House debates
Thursday, 5 February 2026
Questions without Notice
Medicare
2:38 pm
Mark Butler (Hindmarsh, Australian Labor Party, Deputy Leader of the House) Share this | Hansard source
Thank you to the member for Bendigo for her question and for being such a Medicare champion. The hard work that she has done promoting our Strengthening Medicare agenda in her community means that the people of Bendigo have enjoyed some of the best results in the country. After we tripled the bulk-billing incentives for pensioners, concession card holders and children back in 2023, bulk-billing in Bendigo went up by 10 per cent, the third-best result of any electorate in this country, and our latest investments are proving just as successful in her community. Before November, fewer than one in five general practices in Bendigo bulk-billed all of their patients all of the time. Today that figure is three in five, more than tripled in just three months. The Bendigo Urgent Care Clinic that the member talks about has also seen almost 20,000 members of her community since it opened in late 2024, all free of charge, and about half of them indicate that, if the clinic wasn't available, they would have gone to the local hospital, the Bendigo hospital emergency department. As a result, semi-urgent and non-urgent presentations to the Bendigo emergency department, what they call category 4 and category five 5 presentations, are down almost 10 per cent at that hospital, freeing up the ED staff to focus on the lifetime emergencies that they were trained for and that hospitals were built for.

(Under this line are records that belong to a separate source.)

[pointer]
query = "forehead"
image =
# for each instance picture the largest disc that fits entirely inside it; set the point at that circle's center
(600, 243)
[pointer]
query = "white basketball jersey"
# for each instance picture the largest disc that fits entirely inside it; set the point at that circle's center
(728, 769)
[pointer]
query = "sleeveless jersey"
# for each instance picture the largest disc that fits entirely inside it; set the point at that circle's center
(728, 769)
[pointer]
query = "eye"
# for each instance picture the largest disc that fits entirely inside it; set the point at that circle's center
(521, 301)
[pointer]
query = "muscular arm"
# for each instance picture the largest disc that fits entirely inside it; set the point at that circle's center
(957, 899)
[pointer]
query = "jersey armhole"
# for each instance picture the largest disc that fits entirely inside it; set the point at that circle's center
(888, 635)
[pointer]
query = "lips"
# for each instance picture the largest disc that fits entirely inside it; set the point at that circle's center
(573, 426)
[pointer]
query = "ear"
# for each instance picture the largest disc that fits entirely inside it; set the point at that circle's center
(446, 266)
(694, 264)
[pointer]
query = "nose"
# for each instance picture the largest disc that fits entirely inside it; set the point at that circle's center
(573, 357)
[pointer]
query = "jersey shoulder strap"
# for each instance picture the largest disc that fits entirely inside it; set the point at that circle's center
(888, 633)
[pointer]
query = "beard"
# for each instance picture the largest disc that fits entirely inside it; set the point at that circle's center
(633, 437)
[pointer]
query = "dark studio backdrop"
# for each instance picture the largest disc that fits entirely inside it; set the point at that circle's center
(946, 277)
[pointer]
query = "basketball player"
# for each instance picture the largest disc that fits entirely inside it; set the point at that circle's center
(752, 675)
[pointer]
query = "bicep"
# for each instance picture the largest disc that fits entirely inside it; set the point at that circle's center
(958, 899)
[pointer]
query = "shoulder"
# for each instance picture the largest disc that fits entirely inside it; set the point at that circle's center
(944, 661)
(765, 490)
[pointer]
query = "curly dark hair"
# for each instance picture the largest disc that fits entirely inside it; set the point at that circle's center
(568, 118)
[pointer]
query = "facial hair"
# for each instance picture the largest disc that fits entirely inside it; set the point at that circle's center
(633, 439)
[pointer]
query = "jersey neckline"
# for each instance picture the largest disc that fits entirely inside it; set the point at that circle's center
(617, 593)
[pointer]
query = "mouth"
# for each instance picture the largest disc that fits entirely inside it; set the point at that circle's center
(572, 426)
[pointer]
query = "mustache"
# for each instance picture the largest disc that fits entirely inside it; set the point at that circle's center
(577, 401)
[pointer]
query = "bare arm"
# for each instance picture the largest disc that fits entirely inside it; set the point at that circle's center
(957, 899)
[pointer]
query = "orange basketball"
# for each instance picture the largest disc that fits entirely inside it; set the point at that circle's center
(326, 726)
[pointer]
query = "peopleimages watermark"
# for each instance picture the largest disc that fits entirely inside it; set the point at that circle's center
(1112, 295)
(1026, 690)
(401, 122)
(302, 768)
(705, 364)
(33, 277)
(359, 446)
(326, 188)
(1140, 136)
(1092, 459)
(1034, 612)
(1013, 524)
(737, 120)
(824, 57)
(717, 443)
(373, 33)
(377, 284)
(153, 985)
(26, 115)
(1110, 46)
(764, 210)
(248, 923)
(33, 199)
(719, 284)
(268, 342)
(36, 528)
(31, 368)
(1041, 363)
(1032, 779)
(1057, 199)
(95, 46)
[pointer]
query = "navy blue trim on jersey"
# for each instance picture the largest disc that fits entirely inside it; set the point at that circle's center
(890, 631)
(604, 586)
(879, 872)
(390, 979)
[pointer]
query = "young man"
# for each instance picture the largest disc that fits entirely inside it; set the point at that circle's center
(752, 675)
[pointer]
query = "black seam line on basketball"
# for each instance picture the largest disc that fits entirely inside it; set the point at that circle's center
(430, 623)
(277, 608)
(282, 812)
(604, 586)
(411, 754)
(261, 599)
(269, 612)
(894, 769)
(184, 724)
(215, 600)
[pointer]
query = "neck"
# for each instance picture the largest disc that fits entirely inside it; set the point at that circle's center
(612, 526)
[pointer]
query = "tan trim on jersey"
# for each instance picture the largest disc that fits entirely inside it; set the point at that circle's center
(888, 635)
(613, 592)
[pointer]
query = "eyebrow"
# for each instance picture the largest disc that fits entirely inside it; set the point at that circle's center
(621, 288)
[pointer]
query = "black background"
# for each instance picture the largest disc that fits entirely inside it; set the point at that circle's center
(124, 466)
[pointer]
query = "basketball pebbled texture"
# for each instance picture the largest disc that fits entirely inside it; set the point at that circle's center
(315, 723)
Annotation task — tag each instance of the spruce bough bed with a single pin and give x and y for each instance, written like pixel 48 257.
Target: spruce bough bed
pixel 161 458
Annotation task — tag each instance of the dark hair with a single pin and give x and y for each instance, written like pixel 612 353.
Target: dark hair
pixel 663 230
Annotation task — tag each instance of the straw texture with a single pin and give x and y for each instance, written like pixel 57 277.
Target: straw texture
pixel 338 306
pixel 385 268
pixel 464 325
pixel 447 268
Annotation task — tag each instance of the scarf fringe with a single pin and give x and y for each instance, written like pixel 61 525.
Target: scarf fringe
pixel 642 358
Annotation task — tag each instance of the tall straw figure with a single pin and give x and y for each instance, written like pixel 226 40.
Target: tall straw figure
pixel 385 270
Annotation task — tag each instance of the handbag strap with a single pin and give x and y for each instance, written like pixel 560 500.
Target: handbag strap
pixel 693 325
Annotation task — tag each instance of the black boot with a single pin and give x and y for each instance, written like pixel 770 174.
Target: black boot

As the Prime Minister has said, last week he struck an historic agreement with premiers and chief ministers to provide record support to our public hospitals, 750 of them, including the Bendigo hospital, tripling the additional support that hardworking hospitals would receive compared to the agreement that they had struck under Scott Morrison. But that's on top of all of these investments to strengthen Medicare, to deliver high-quality, affordable care to people in their own community, to take pressure off hospitals like the one at Bendigo by rebuilding general practice, by driving up bulk-billing, by rolling out Urgent Care Clinics.
But there is more. As the member says, 1800MEDICARE was an election commitment we made last year. It now provides access to high-quality medical advice 24/7 at the end of your phone, as well as, if appropriate, a direct consultation by a GP on telehealth after hours, all free of charge, obviously. Since we launched 1800MEDICARE on 1 January last month, 120,000 Australians have used that helpline and 5,000 of them have been referred to that GP consult after hours. That is 120,000 in just one month, all helping to deliver the stronger Medicare that the member for Bendigo has been fighting so hard for.